Sunday, September 10, 2006

Encounters After Method

As a devout technophile, perhaps the only thing that makes me more excited than the fact that I will be submitting my first assignment for gradschool online, on a blackboard site designed for the class, is the discovery that the author of the book that the assignment is a response to has a website to further explore issues raised by the book.

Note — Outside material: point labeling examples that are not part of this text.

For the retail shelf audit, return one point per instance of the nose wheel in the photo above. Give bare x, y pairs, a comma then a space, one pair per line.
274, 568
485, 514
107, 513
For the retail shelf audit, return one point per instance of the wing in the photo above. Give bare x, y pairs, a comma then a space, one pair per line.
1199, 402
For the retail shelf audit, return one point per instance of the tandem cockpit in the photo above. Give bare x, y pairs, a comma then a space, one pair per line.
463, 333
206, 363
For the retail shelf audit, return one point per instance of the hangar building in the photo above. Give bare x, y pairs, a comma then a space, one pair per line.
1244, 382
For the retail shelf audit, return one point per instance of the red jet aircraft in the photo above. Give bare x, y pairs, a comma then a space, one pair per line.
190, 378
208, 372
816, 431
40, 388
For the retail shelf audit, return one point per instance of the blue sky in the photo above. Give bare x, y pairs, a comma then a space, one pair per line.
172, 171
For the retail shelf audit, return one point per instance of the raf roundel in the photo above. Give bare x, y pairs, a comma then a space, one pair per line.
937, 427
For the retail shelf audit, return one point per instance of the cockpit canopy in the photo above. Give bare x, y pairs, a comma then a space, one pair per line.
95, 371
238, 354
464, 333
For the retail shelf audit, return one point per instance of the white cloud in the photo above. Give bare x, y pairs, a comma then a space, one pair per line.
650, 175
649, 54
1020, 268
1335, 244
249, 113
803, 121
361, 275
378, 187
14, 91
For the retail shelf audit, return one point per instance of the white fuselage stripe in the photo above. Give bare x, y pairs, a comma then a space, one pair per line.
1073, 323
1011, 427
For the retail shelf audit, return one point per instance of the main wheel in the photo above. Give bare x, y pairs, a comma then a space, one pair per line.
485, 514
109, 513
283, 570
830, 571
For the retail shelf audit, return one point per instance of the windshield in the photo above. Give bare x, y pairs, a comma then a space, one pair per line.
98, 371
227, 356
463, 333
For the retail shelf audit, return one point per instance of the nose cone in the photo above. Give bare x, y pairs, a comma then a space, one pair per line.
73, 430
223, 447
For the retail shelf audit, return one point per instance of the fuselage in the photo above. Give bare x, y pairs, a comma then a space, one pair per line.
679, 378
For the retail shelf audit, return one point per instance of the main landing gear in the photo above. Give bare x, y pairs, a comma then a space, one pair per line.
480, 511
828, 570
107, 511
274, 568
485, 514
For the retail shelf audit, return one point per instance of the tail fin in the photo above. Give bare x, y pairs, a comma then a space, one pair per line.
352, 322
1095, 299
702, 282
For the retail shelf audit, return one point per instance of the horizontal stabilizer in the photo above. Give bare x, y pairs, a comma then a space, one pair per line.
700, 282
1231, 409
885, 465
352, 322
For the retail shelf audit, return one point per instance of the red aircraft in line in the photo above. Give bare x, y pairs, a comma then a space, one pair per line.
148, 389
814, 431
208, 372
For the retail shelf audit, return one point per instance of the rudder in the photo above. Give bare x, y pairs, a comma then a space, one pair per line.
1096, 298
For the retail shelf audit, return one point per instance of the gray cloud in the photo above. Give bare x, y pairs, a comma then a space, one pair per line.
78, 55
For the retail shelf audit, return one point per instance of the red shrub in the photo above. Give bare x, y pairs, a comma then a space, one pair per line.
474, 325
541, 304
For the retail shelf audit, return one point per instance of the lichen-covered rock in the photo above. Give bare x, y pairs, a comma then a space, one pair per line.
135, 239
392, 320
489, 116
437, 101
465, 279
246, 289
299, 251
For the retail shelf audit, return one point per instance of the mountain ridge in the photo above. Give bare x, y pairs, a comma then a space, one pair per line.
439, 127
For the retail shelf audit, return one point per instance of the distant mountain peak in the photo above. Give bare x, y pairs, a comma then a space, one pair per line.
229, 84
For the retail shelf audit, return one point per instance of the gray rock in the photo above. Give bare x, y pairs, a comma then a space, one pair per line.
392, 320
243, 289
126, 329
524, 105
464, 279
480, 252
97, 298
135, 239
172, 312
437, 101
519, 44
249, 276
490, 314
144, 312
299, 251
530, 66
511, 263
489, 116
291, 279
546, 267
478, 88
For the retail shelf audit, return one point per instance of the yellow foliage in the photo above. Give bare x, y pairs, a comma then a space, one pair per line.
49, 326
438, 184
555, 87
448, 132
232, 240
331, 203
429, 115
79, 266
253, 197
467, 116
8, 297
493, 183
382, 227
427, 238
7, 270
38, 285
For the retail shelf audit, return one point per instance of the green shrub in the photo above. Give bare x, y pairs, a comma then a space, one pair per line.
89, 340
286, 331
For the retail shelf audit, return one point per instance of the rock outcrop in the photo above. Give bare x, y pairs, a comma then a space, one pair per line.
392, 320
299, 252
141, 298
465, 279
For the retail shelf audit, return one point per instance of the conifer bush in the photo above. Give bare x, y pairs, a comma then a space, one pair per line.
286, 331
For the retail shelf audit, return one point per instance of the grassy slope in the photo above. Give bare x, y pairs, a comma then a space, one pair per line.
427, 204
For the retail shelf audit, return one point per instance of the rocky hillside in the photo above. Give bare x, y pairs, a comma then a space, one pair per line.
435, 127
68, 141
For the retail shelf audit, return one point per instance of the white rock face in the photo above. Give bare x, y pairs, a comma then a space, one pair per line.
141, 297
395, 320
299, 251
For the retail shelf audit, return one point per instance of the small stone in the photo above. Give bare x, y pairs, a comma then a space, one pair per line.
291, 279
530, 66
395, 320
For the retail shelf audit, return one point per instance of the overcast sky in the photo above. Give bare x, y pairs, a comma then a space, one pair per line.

The point which John Law makes in various forms in this text is that the conventional methods of social science research are limited and limiting in their scope, and that, as in any situation, that much sought-after, 'objective' 'truth' on which the idea of modern science is based, is more than a little elusive. Perhaps it is because I come from a third-world country, and an institution within that country that has always been closer to the perimeter than the average academic ivory tower, or perhaps it is simply the very specific set of mentors who have shaped my own reading and research to date, but somehow a lot of this questioning of the Euro-American conventions of research and scientific method feels rather familiar. Isn't the idea of plurality one of the founding tenets of postmodernism? And while John Law points out that a simple binary between ideas of singularity and plurality is as undesirable as any other essentialist construction of the empirically ‘knowable’ world (Law, 2004: 63) it feels like common sense that social science exists in the indistinct hinterlands (27) constructed by, for example, religion, or myth, because it recognizes the possibility of a functional overlap. Would religion even be an area of study within social science if it were not recognized that the metaphysical realities of a religion-based understanding of the world overlap with the empirical realities of the practitioners of that religion, to one degree or another?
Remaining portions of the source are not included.